因为Pytorch在梯度计算方面是使用累加的方式,也是是说如果不重置为0,那么下次计算梯度的时候是从前次计算,而不是从当前这个值计算.

In [15]:
W.grad.zero_()
b.grad.zero_()
print(W.grad)
print(b.grad)

tensor([[0., 0., 0.]])
tensor([0.])


那么组合在一起就是:

torch.no_grad():

表示不需要要将内部的代码计算渐变梯度,因为我们做的是跟新参数操作并不需要作为requires_grad=True将其归纳与tensor求导中.
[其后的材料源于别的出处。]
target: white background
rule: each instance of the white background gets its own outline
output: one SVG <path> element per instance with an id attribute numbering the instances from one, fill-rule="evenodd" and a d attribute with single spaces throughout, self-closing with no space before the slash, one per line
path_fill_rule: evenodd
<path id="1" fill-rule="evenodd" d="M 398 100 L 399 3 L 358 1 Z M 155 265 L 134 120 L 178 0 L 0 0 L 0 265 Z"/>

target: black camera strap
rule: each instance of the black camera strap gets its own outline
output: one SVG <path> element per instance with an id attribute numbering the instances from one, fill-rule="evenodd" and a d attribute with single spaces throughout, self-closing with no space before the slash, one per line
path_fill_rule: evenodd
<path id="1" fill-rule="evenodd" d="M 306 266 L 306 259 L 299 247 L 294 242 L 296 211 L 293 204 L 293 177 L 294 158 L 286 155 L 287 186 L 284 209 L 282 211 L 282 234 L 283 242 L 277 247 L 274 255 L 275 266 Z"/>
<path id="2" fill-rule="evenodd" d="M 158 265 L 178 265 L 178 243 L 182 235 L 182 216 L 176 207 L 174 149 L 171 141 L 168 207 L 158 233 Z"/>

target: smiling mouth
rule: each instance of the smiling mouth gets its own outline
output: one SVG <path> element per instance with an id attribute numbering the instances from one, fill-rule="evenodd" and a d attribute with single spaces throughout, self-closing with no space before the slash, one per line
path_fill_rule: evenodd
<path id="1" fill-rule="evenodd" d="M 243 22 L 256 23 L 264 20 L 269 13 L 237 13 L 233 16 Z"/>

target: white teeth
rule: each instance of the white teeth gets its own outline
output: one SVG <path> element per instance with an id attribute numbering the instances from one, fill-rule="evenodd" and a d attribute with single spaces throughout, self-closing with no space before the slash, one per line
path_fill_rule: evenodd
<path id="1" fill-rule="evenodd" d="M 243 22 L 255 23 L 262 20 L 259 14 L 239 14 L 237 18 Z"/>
具体请看[torch.no_grad](https://pytorch.org/docs/stable/torch.html?highlight=torch%20no_grad)

官方中文档中表示的是:

如果不加torch.no_grad(),那么一个节点requires_grad被设置为True,那么所有依赖它的节点的requires_grad都为True.也就是体现需要更新操作.

In [16]:
preds = model(inputs)
loss = cost(targets,preds)
loss.backward()
with torch.no_grad():
    W -= W.grad 
    b -= b.grad 
    W.grad.zero_()
    b.grad.zero_()
print(W)
print(b)

tensor([[34.8501, 22.1444, 15.0766]], requires_grad=True)
tensor([0.3154], requires_grad=True)


In [17]:
preds = model(inputs)
loss = cost(targets,preds)
loss

tensor(13.8155, grad_fn=<DivBackward0>)

那么我们已经可以看到W,b进行梯度变化.并且loss也改变.

由于案例中$W,b$受到随机的响应,可能梯度的值会变得非常的小,导致参数更新基本无变化,这是正常现象.

### LR Pytorch

#### 加载数据集
这个数据集是放在h5文件中的,所以我们需要使用库h5py将图片数据读取出来.

In [18]:
def load_data():
    '''
    create train set and test set
    make sure you have .h5 file in your dataset
    
    Returns:
    -------
        train_set_x_orig: original train set shape is (209, 64, 64, 3) 
        train_set_y_orig: original train label shape is (209,)
        test_set_x_orig: original test set shape is (50, 64, 64, 3)
        test_set_y_orig: original test label shape is (50,)
        classes: cat or non-cat.
        
        
    Note:
    ----
        (209, 64, 64, 3): 209 picture,64 width,64 height,3 channel.
    '''
    train_dataset = h5py.File('../data_set/train_catvnoncat.h5', "r")
    train_set_x_orig = np.array(train_dataset["train_set_x"][:]) # your train set features
    train_set_y_orig = np.array(train_dataset["train_set_y"][:]) # your train set labels

    test_dataset = h5py.File('../data_set/test_catvnoncat.h5', "r")
    test_set_x_orig = np.array(test_dataset["test_set_x"][:]) # your test set features
    test_set_y_orig = np.array(test_dataset["test_set_y"][:]) # your test set labels

    classes = np.array(test_dataset["list_classes"][:]) # the list of classes
    
    return train_set_x_orig, train_set_y_orig, test_set_x_orig, test_set_y_orig, classes

In [19]:
train_x_orig, train_y_orig, test_x_orig, test_y_orig, classes = load_data()

In [20]:
train_x = train_x_orig.reshape(train_x_orig.shape[0],-1) / 255 
train_y = train_y_orig.reshape(1,-1)
test_y  = test_y_orig.reshape(1,-1)
test_x = test_x_orig.reshape(test_x_orig.shape[0],-1) / 255
print('Train_x\'s shape:{}'.format(train_x.shape))
print('Test_x\'s shape:{}'.format(test_x.shape))
print("Train_y's shape:{}".format(train_y.shape))
print("Test_y's shape:{}".format(test_y.shape))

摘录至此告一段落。